Dans une lettre adressée au patron de la police, les syndicalistes dénoncent leur séquestration et promettent de saisir les instances internationales. Patrice Samen, Augustin Ngangoa, Collins Tchoumi et Jean Collins Ndefossokeng ont été libérés le 14 juin 2022.
Ces quatre présidents de syndicats du secteur des transports routiers ont été interpellés le 6 juin 2022 et placés en garde à vue administrative par le préfet du Mfoundi. Ils ont été libérés alors que le délai de la garde à vue administrative n’avait pas été épuisé (15 jours renouvelables une fois).
Au moment de leur interpellation, ils s’apprêtaient à organiser un sit-in devant les services du Premier ministre pour manifester contre la hausse des prix de la visite technique automobile. Alors qu’ils mobilisaient leurs camarades, ils ont été arrêtés par les policiers et conduits dans plusieurs unités de police.
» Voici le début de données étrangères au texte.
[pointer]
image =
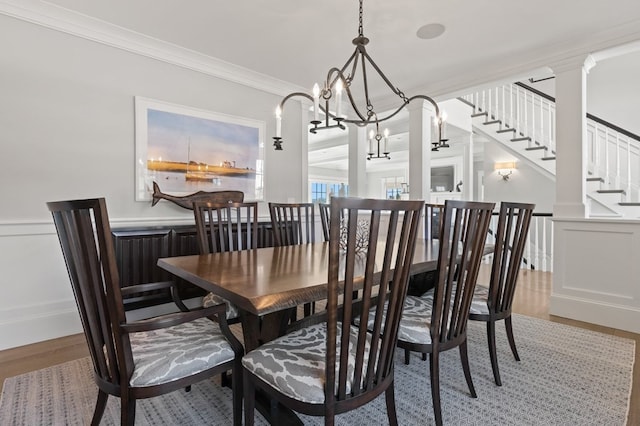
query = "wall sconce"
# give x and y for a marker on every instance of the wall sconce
(505, 169)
Dans une correspondance adressée le 24 juin 2022 au délégué général à la Sûreté nationale, les leaders syndicaux dénoncent leur interpellation par la police et projettent de porter plainte contre l’Etat devant le Comité sur la liberté syndicale du Bureau international du Travail (Bit).
Abus d’autorité
Augustin Ngangoa, l’un des syndicalistes interpellés, affirme que les personnes victimes de cette arrestation entendent saisir le tribunal contre les responsables des commissariats et les autorités administratives pour abus d’autorité et séquestration. Le syndicaliste affirme que l’objectif de cette plainte vise à ce que les personnes arrêtées de manière arbitraire bénéficient d’une réparation du préjudice subi comme le stipule l’article 5 du Pacte international relatif aux droits civils et politiques : « Tout individu victime d’arrestation arbitraire ou de détention illégale a droit à la réparation ».
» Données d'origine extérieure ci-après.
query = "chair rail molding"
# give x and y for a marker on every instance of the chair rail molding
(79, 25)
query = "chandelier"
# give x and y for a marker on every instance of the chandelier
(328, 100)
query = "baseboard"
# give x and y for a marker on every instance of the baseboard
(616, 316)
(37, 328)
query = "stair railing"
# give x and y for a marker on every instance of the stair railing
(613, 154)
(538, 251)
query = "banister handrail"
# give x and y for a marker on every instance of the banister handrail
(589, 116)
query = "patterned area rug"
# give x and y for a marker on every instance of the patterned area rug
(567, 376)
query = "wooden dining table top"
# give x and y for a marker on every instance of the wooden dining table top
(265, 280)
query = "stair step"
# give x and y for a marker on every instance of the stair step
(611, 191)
Patrice Samen, le président de la Fédération nationale des syndicats des chauffeurs professionnels du Cameroun, affirme que pendant les huit jours de sa détention, ni son épouse ni les autres membres de sa famille n’ont pu lui rendre visite. Augustin Ngangoa lui aussi président du syndicat de transport urbain et inter-urbain du Cameroun affirme pour sa part que plusieurs membres de sa famille ne savaient même pas dans quel commissariat il avait été conduit : « Toutes les garanties d’une garde à vue normale ont été violées. Nous n’avons pas été autorisés à être entendus devant les avocats. Nous ne savons pas ce qu’on nous reproche exactement, et nos proches n’ont pas pu nous rendre visite », affirme Augustin Ngangoa.
Me Meli, avocat au barreau du Cameroun affirme que le fait de libérer les syndicalistes avant le délai de la garde à vue administrative prouve que ces syndicalistes ont fait l’objet d’une détention arbitraire et abusive. L’avocat explique qu’en plus d’interdire les manifestations pacifiques des partis politiques de l’opposition, les autorités font tout pour empêcher les syndicalistes de manifester pour revendiquer de meilleures conditions de vie. Une situation qui viole non seulement la liberté syndicale mais aussi porte atteinte à l’image de notre pays. L’avocat estime que les responsables de cette garde à vue abusive doivent être traduits devant les juridictions nationales pour répondre de leurs actes d’abus d’autorité.
Ce n’est pas la première fois que les syndicalistes soient traqués par les forces de maintien de l’ordre. En 2015, Jean Marc Bikoko, le président de la Centrale syndicale du secteur public avait été arrêté de manière brutale au palais des sports de Yaoundé par les policiers. Il organisait un atelier sur l’alternance au pouvoir. L’activité se tenait dans le cadre de la journée mondiale de la démocratie qui est célébrée chaque 15 septembre. Le syndicaliste avait été interpellé avec six autres de ses collaborateurs. Ils avaient été placés en garde à vue administrative, avant d’être libérés deux semaines après. Jusqu’à ce jour, Jean Marc Bikoko est ses collaborateurs sont toujours jugés devant le tribunal de grande instance de Yaoundé Centre administratif pour manifestation illégale et trouble à l’ordre public.